To decide whether you can afford to do without, ask yourself: "If the Bad Thing happens, what happens next?" If the answer is that you replace your losses and get on with life as before, you don't need insurance. But if your future would have to change in ways you're not willing to accept, you do.
Which way that answer comes out depends on how tight your finances are. A middle-class person needs fire insurance on a house, but probably not an extended warranty on a camera. But if you were a billionaire, you might not even need fire insurance. If your house burned down, you could just move into one of your other houses until you rebuilt bigger and better.
Middle-class people run into this issue when they decide how big a collision deductible to have on their car insurance. If you can lay your hands on $1,000 without distorting your life too badly, a $1,000 deductible is a good idea: if you have a $10,000 accident, you'll pay your $1,000 deductible out of the money you've saved (or will save) on premiums, and thank God you have insurance for the other $9,000.
But for the working poor, an unexpected $1,000 expense might be catastrophic. You can't raise the repair money quickly, and then you can't get to work, and then your life starts to spiral down the drain to more dire poverty.
So minimum-wage workers can't afford to scrimp on car insurance premiums. They need the higher-priced insurance that better-off people can do without.
Rich and poor bodies work exactly the same. The ability of better-off people to do without insurance often gets masked by the fact that they have more to lose. A rich family might own a mansion or luxury car that is as hard for them to replace as a poor family's shack or rust bucket, and their fire or car insurance premiums might be correspondingly higher.
But when it comes to health insurance, bodies are bodies. Rich people don't have luxury organs that are more expensive to repair or replace, and a poor woman with breast cancer needs the same treatments a rich woman does, if she's to have the same chance to survive. Unless we measure the value of a person's life by the size of their bank account, poor people have just as much health to lose as rich people.
Poor people need the best insurance. Programs that assist the less-well-off often start with the question: What's the minimum they need to get by? The answer we usually expect is that they need less than the rest of us: lower-quality food, less space, fewer gadgets, less entertainment, and so on.
The perverse logic of insurance, where you make bets and then hope to lose them, leads to a counterintuitive result. The minimum health insurance a poor person needs is better than what the rest of us can get by on. My $30 co-pay isn't going to prevent me from consulting my doctor about a worrisome symptom.

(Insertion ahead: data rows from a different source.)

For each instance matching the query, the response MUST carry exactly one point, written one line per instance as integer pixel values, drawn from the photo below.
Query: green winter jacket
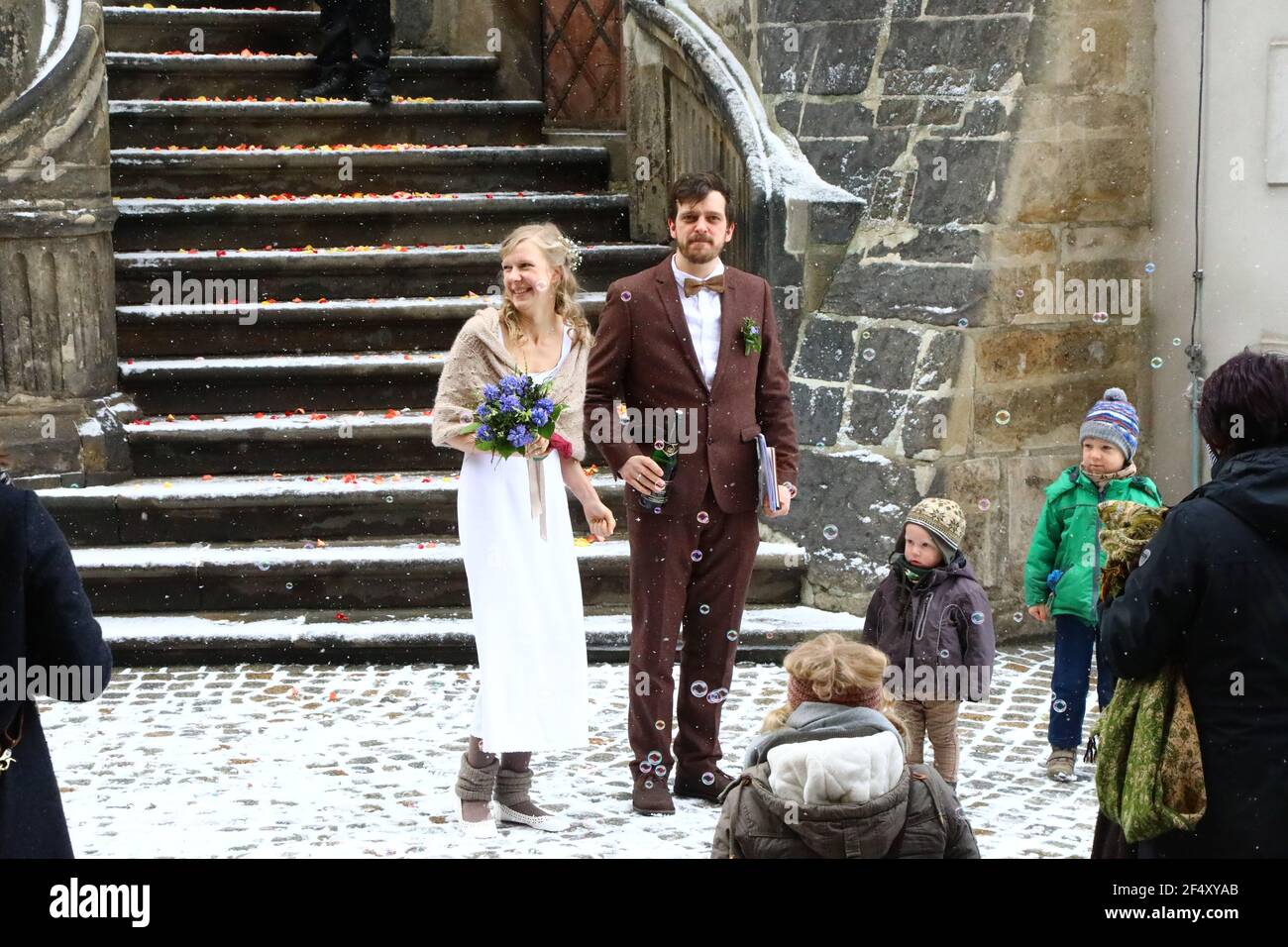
(1067, 538)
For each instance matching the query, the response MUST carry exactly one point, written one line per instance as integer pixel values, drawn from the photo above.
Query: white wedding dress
(526, 600)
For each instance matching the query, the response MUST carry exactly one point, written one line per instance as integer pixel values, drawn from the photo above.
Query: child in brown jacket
(931, 618)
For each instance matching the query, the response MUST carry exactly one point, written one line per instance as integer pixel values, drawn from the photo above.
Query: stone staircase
(288, 502)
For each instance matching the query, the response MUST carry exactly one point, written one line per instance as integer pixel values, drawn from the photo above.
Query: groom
(695, 335)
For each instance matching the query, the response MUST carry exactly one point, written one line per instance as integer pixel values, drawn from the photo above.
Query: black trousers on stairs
(355, 27)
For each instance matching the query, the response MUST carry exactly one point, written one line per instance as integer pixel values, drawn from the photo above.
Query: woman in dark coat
(1212, 594)
(46, 621)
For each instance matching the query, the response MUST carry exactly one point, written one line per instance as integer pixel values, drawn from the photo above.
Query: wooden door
(583, 48)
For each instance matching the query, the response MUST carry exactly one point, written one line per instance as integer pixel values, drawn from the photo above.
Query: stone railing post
(58, 367)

If I owe $5,000 for a $100,000 treatment that saves my life, I'll pay it and thank God that I have insurance.
For a minimum-wage worker who needs the same treatments I do, it may not work that way. That co-pay might be just enough to start him hoping his lump goes away on its own. And if it doesn't, going bankrupt for $5,000 is just the same as going bankrupt for $100,000, so his insurance does him no good at all.
Obamacare may have survived for now, but the national conversation on health care shouldn't be over. And we shouldn't be talking about how much less insurance the poor and lower middle class can get by on, but how much more they really need.